Logical arguments all, empirical evidence presented, panellist consensus proffered that this is the way to go if we’re ever to have a hope at true gender equality in perception, policy and practice. But for many in the room the message was lost from the beginning, from the moment an almost entirely female audience took seats before an entirely male panel, which was elevated on a stage above them, speaking into microphones and before spotlights and - spatially at least - overpowering them.
The frustration came to a head when a female minister from South Africa was invited to approach the microphone and offer closing remarks. “Men should not come in the small space we’ve created for ourselves,” she proclaimed to a burst of audience applause (the first of the day). “In South Africa, we did not sit around and wait for the government to liberate us. We fought… this is a good campaign of men but it should not derail us.” She stalked off the stage and was promptly stormed by a whirlwind of appreciative activists offering business cards and congratulations for her strength, courage and loyalty to the global women's movement.

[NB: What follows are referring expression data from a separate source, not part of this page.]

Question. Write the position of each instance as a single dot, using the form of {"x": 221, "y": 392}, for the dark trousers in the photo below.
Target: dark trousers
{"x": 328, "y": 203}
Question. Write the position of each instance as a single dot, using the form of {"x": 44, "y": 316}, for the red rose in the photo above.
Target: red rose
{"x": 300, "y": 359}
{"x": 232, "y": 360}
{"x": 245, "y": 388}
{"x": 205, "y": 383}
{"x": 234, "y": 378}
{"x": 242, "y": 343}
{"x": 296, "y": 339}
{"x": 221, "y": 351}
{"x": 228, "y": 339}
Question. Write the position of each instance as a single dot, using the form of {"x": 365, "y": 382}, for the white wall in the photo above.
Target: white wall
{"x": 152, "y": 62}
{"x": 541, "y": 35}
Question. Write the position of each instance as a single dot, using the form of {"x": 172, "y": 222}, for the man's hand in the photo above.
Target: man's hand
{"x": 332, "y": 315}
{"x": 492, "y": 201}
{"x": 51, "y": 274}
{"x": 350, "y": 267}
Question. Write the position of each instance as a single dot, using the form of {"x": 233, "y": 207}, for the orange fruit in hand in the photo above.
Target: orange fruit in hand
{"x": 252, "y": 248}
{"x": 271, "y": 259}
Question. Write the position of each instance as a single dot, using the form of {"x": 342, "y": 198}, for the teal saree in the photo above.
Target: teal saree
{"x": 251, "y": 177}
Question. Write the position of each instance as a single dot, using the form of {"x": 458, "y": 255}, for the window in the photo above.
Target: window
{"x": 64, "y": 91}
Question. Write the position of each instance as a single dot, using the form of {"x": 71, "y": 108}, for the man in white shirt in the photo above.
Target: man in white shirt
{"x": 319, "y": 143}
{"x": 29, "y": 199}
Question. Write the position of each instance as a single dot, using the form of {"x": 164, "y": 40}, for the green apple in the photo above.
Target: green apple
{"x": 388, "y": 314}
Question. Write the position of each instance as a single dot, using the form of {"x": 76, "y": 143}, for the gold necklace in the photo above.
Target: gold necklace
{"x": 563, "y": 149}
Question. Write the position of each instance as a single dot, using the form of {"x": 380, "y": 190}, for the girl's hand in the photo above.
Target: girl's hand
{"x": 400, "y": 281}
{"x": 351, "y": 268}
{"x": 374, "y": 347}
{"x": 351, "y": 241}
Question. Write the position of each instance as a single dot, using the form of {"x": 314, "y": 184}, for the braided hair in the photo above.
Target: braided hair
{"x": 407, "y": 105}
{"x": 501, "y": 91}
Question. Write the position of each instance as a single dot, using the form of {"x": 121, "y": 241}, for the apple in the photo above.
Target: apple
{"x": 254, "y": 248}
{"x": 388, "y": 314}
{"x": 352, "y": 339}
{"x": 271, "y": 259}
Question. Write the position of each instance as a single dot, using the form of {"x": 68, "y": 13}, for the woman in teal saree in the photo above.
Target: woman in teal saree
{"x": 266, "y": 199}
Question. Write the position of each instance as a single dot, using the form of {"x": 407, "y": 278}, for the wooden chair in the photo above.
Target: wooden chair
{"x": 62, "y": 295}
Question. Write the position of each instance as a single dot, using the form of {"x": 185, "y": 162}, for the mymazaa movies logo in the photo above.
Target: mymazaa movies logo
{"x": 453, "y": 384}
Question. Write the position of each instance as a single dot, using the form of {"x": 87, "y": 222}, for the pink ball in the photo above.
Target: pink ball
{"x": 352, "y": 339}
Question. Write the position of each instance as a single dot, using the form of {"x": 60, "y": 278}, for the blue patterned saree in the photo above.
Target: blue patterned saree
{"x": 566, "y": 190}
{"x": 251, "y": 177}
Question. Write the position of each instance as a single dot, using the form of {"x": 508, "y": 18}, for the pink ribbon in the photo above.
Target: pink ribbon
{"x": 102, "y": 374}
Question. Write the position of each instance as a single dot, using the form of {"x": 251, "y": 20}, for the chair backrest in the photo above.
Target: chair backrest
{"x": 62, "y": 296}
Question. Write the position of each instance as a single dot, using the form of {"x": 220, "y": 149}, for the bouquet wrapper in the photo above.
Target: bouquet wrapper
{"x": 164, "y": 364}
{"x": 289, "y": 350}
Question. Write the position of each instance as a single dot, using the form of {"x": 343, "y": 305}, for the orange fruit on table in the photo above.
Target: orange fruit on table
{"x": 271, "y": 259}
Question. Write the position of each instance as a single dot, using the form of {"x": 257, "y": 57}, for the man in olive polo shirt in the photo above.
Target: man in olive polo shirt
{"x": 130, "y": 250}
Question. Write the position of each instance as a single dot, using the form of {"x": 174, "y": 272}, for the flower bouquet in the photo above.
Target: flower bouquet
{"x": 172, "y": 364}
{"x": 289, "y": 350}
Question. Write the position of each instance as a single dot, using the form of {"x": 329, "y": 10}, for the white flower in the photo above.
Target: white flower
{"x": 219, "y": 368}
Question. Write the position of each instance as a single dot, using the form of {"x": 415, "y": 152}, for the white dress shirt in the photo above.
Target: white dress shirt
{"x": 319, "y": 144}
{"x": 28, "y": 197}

There it is: a perfect manifestation of the self-imposed fragmentation that threatens our chances for true gender equality. As an American who has watched progressive politicians appropriate—and drop—“women’s” issues to curry favour in elections, I understand the suspicion is based in very real experience. But as a woman having the incredibly good fortune to be both a daughter and a partner to men who daily affirm women’s rights and take active steps to help me and other women achieve goals and dismantle obstacles to progress in networks where I still do not have a voice, I find the philosophy that holds men as inherently unqualified to speak as advocates in our community not only nonsensical but discriminatory and a paradoxical mirror image of the thinking that kept us out of classrooms, voting booths, political offices and boardrooms globally.
As then-First Lady Hillary Clinton reminded us fifteen years ago in Beijing, “Women’s rights are human rights and human rights are women’s rights.” It is therefore disempowering to limit a movement to realize those right—human rights—to a community of only half the population, to limit an issue set to the narrow label “women’s” issues, when we should be advocating as an inclusive community of human rights proponents that all humans have equal rights to dignity and full social, economic and political participation.
I will close with this final thought: the panel’s opening remarks were delivered by the Norwegian Minister for Children, Equality and Social Inclusion – Norway’s equivalent of a gender minister—Audun Lysbakken. He’s a man. In the inkblot trick-of-the-mind scenario here, what do we see first? A man? Or a minister whose entire job description revolves around evening out the peaks and valleys between men and women: increasing the number of female politicians and male care-givers and mainstreaming women into the economy and men into paternity leave. I say, I’d vote for a male minister for gender and a female minister for finance any day.